Blinde Flecken sichtbar machen und Kontrolle gewinnen
„Auf diesem Auge bist du blind“ – das klingt nicht gerade wie ein Kompliment. Vorschnell werden blinde Flecken als „schlecht“ bewertet, so, als dürfe es diese nicht geben und als müsse man deshalb schnellstens Licht ins Dunkel bringen.
Ist das so? Tun wir anderen einen Gefallen, wenn wir sie auf ihre blinden Flecken aufmerksam machen? Wollen wir von Fremden etwas über unsere eigenen blinden Flecken hören?
Blinde Flecken erkennen
Eins steht fest: Jeder Mensch kann blinde Flecken ausbilden, und zwar immer wieder neue, abhängig von wechselnden Situationen und Gemütsverfassungen. Das Charakteristische dabei ist, dass man selbst gar nicht bemerkt, welche Auswirkung eigenes Verhalten auf andere hat. Die Umwelt jedoch nimmt sensibel wahr, was einem selbst unbewusst bleibt. Zum Beispiel, dass ein so sehr geliebter Hut einen eher lächerlich aussehen lässt, oder dass ein gut gemeinter Rat vom Gegenüber wie eine Bevormundung und Besserwisserei wahrgenommen wird. Die gute Nachricht ist, dass man lernen kann, seine blinden Flecken zu erkennen und sein Verhalten nach und nach zu kontrollieren.
Landläufig geschieht dies wohl häufig durch unangenehme Konfrontationen – wie oben schon angedeutet, kann es sehr unschmeichelhaft sein, mit seiner eigenen Blindheit in aller Öffentlichkeit konfrontiert zu werden. Man beginnt sich zu verteidigen und zu streiten, glaubt nicht, was andere sagen. Denn die Selbstwahrnehmung ist natürlich eine völlig andere als die Fremdwahrnehmung. Besteht jedoch Vertrauen zu einer Person, dann kann eine gute Rückmeldung – rücksichtsvoll und liebevoll ausgesprochen – angenommen werden. Dann kann der Empfänger in Betracht ziehen, dass ihm tatsächlich eine Wirkung seines Verhaltens einfach entgeht. Damit kann das Verhalten aus dem Bereich des Unbewussten heraustreten und kontrolliert werden. Man kann sich entscheiden, ob man etwas verändern möchte oder nicht.

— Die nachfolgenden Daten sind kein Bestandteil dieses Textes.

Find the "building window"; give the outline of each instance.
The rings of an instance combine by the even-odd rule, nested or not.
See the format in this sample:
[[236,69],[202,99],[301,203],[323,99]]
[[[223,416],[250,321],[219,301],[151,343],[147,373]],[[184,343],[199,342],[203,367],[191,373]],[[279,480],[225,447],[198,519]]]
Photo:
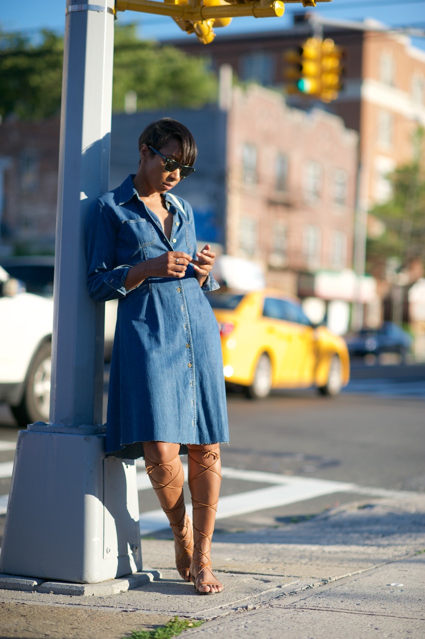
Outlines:
[[269,86],[274,84],[274,56],[264,51],[244,56],[241,61],[241,79]]
[[248,257],[255,254],[257,223],[251,217],[242,217],[239,227],[239,247]]
[[276,160],[276,190],[281,193],[288,190],[288,156],[283,153]]
[[20,157],[20,186],[24,191],[34,191],[38,187],[40,160],[35,149],[25,149]]
[[383,51],[379,60],[379,79],[384,84],[394,86],[395,70],[395,64],[392,54],[387,51]]
[[342,169],[334,172],[333,199],[338,206],[346,206],[348,187],[348,174]]
[[257,184],[257,147],[253,144],[244,144],[243,175],[245,184]]
[[321,252],[320,229],[309,224],[304,230],[303,253],[308,269],[311,271],[320,268]]
[[422,75],[415,74],[412,78],[412,100],[418,107],[424,105],[425,80]]
[[347,265],[347,235],[341,231],[334,231],[331,245],[331,265],[341,270]]
[[396,168],[391,158],[378,156],[375,158],[375,184],[373,198],[377,204],[387,202],[392,195],[391,183],[388,178]]
[[318,162],[305,163],[302,187],[306,201],[313,206],[318,203],[322,191],[322,167]]
[[277,220],[272,227],[272,245],[269,258],[269,266],[271,268],[282,268],[288,259],[288,239],[287,225],[281,220]]
[[378,143],[385,148],[392,146],[394,137],[394,116],[389,111],[379,111],[378,114]]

In ihrem letzten Newsletter schreibt Iris Ehrler (Coach und Human Ressource Manager) darüber, wie wir unsere blinden Flecken sichtbar machen können, dass wir sie bezwingen können und schließlich Kontrolle gewinnen. Sie schreibt:
„Andere sehen mich anders als ich mich sehe! Sie sehen mich so, wie ich mich verhalte; nicht so, wie ich bin. Manchmal entscheide ich, was ich anderen zeigen will. … was andere in mir sehen, führt mich zu meinem Potenzial. … Also dankbar sein für den Blick, den andere mir schenken – sie sehen, was mir verborgen bleibt.“
Blinde Flecken – ein Gradmesser für die Qualität einer Beziehung
Für mich ist der Hinweis auf blinde Flecken auch ein Gradmesser für die Qualität einer Beziehung. Wo genug Vertrauen besteht, kann ich es wagen zu fragen, ob der/die andere bereit ist, meine Wahrnehmung (die wahrscheinlich zunächst irritierend sein wird) zu hören und mein Feedback anzunehmen. Es kann zu einem Freundschaftsbeweis werden und zu größerer Nähe führen.
Gebe ich meine Wahrnehmung ungefragt preis, ist die Wahrscheinlichkeit groß, dass sie vom anderen abgelehnt wird, weil sie als Vorwurf oder Kritik ankommt – und eben nicht als eine konstruktive Rückmeldung angenommen werden kann.
Iris Ehrler stellt am Ende Ihres Newsletters noch ein paar Fragen, die ich gerne an Sie weitergebe:
- Was bleibt (von dem gerade Gelesenen) bei mir hängen?
- Was kommt mir bekannt vor?
- Was löst das bei mir aus?
- Welche Möglichkeiten entstehen dadurch für mich?
Es ist wertvoll, sich über sein Selbstbild Gedanken zu machen und ab und zu andere zu fragen, wie sie einen sehen. Gute Gespräche, Offenheit und Bereitschaft zu Selbsterkenntnis schärfen unsere Sensibilität, wir beobachten uns selbst besser. Schritt für Schritt wachsen wir, lernen uns besser kennen, gewinnen wertvolle Erkenntnisse über uns selbst. Wir verhalten uns gezielter so, wie wir tatsächlich wollen. Um es mit meinem Slogan auszudrücken: Wir werden spontaner, bewusster, selbstbestimmter.